Oblómov, de Ivan Gontcharov

Diferentemente de Gregor Samsa, que desperta metamorfoseado num inseto na conhecida novela de Franz Kafka, Iliá Ilitch Oblómov acorda todos os dias, pela manhã, sem nenhuma alteração. Ele passa o dia de roupão, deitado na cama do seu quarto ou sentado no sofá. Apesar de jovem (ele tem apenas 32 anos) e de aspecto simpático, Oblómov é descrito como alguém de rosto privado de qualquer ideia definida e sem nenhum traço de concentração. Sua rotina é sua indolência, que ele crava em todos os planos que arquiteta. É um homem de projetos que nunca leva a cabo, derrotado diariamente pela sua preguiça invencível. Essa é a síntese do romance escrito pelo funcionário público Ivan Gontcharóv, contemporâneo menos conhecido da geração de Gógol. “Oblómov” é uma caricatura divertidíssima da aristocracia feudal russa, mas cujo exemplo se encaixa como uma luva aos “reis e rainhas do camarote” modernos, que adoram exibir a sua riqueza em capas de revista e programas de TV, em que pese levarem uma vida intelectualmente parasitária e, o mais das vezes, completamente fútil.

A Morte de Ivan Ilicht, de Liev Tolstói
Segue a linha da “denúncia filosófica” de uma existência vazia, mas com a peculiaridade de deitar seus olhos no carreirismo no serviço público e, num prisma mais geral, no modo de vida burguês. Na novela de Tolstói, o moribundo Ivan Ilitch, antevendo a morte, reflete profundamente sobre sua vida. A angústia leva-o a perceber o quão infeliz foi sua trajetória, marcada pela obsessão com as aparências, com a busca incessante de cargos de prestígio, em jogos de interesse e poder que não serviam senão para alimentar seu ego inflado de juiz austero e bem sucedido.

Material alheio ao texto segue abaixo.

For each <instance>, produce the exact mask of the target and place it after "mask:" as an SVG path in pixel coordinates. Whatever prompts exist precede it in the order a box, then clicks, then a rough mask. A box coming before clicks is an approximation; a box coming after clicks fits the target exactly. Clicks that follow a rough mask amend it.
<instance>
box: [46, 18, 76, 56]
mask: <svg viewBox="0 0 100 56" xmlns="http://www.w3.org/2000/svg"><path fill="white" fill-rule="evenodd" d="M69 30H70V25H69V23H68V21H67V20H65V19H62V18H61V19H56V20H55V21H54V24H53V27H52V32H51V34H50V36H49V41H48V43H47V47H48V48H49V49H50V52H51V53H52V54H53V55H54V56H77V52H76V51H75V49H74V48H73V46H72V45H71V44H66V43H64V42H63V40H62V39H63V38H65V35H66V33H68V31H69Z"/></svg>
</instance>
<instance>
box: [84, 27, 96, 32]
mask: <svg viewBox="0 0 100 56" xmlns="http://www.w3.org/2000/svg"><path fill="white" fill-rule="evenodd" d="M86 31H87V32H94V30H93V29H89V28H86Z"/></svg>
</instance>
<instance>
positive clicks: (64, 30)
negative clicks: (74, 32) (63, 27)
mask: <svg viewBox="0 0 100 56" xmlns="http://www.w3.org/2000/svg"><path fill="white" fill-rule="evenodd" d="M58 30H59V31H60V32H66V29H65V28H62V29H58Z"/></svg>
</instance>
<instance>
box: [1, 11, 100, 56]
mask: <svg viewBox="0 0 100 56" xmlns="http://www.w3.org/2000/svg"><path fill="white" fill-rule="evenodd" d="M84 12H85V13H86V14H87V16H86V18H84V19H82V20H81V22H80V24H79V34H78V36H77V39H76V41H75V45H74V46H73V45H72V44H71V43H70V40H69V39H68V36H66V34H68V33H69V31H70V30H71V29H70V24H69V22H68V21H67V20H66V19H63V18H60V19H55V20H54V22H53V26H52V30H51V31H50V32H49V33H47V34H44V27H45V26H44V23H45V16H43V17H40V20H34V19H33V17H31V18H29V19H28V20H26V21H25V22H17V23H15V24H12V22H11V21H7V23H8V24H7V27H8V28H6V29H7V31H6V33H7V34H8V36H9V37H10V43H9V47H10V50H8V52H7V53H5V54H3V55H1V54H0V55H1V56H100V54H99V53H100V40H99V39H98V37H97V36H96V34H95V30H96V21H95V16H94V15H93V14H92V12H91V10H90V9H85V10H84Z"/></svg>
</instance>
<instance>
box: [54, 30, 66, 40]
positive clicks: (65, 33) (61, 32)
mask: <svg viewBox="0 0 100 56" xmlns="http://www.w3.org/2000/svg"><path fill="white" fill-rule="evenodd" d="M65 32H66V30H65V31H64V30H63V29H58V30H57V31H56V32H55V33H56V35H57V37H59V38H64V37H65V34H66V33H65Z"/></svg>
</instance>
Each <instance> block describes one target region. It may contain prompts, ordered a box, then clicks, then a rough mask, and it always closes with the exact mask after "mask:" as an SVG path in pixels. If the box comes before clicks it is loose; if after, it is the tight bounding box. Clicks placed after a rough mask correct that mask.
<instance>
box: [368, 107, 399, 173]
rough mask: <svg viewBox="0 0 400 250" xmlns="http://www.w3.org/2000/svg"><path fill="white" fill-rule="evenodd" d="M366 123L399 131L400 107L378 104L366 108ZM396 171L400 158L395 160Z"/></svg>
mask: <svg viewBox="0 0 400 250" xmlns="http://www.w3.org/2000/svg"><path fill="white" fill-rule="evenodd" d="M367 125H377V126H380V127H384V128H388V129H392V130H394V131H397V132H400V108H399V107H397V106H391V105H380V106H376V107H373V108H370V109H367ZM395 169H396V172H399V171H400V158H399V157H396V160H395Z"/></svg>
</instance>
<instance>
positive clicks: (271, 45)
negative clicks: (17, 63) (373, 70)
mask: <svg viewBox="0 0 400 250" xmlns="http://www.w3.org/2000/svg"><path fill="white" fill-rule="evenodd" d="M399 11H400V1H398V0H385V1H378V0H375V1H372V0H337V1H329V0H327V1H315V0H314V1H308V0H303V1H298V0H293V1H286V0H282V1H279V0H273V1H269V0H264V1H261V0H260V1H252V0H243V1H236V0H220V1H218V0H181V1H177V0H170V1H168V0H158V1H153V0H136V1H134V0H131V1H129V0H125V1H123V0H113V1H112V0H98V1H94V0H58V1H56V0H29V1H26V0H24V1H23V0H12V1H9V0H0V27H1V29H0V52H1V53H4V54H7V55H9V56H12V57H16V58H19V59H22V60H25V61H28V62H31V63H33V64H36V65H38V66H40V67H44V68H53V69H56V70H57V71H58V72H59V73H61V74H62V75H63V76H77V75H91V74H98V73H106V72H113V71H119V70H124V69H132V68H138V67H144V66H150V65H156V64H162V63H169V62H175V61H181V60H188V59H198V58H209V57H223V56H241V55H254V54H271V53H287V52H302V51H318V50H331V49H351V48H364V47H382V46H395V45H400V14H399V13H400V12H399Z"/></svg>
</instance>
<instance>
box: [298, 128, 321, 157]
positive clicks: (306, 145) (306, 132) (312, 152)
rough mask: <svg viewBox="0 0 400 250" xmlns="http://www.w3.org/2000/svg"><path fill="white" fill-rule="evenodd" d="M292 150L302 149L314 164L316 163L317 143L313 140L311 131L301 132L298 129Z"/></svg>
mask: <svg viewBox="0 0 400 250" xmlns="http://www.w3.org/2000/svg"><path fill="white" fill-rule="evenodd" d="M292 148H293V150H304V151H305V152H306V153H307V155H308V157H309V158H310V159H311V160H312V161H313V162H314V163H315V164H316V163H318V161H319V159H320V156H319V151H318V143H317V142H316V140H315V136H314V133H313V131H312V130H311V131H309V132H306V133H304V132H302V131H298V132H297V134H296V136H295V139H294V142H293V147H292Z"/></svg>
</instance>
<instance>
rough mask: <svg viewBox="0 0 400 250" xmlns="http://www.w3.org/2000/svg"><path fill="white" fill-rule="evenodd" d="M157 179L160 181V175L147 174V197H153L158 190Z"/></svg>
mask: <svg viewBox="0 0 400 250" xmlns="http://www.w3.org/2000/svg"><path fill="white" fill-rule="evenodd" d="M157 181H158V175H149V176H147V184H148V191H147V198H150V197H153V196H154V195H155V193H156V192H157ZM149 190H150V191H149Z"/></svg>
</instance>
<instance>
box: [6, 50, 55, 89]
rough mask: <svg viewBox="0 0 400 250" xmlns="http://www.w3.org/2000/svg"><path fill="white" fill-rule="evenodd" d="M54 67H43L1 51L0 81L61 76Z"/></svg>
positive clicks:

Perto do fim, sem chance de convalescença, o leito de morte leva-o a perceber que todo seu empenho havia sido em vão, que tudo aquilo pelo que ele lutara (uma vida de aparências, de prestígio social invejável, do temor reverencial dado ao juiz que desempenha rigidamente seu papel de “boca da lei”) o havia abandonado. Ilitch se vê sozinho diante da morte, inseguro até mesmo quanto à sinceridade do amor de sua esposa e filhos. “A Morte de Ivan Ilitch” é uma novela curta, que em poucas páginas põe o “dedo na ferida” dos homens que fazem da carreira no serviço público um trampolim para a satisfação egoica, dispostos a tudo pelo poder. É uma história pungente e genial. Mas, acima de tudo, é um relato assustador, sobretudo para quem sabe que a cúpula do serviço público brasileiro, em qualquer dos seus Poderes (Executivo, Legislativo e Judiciário), é pródiga em exemplos de “Ivan Ilitch” — infelizmente sem o mesmo escrúpulo.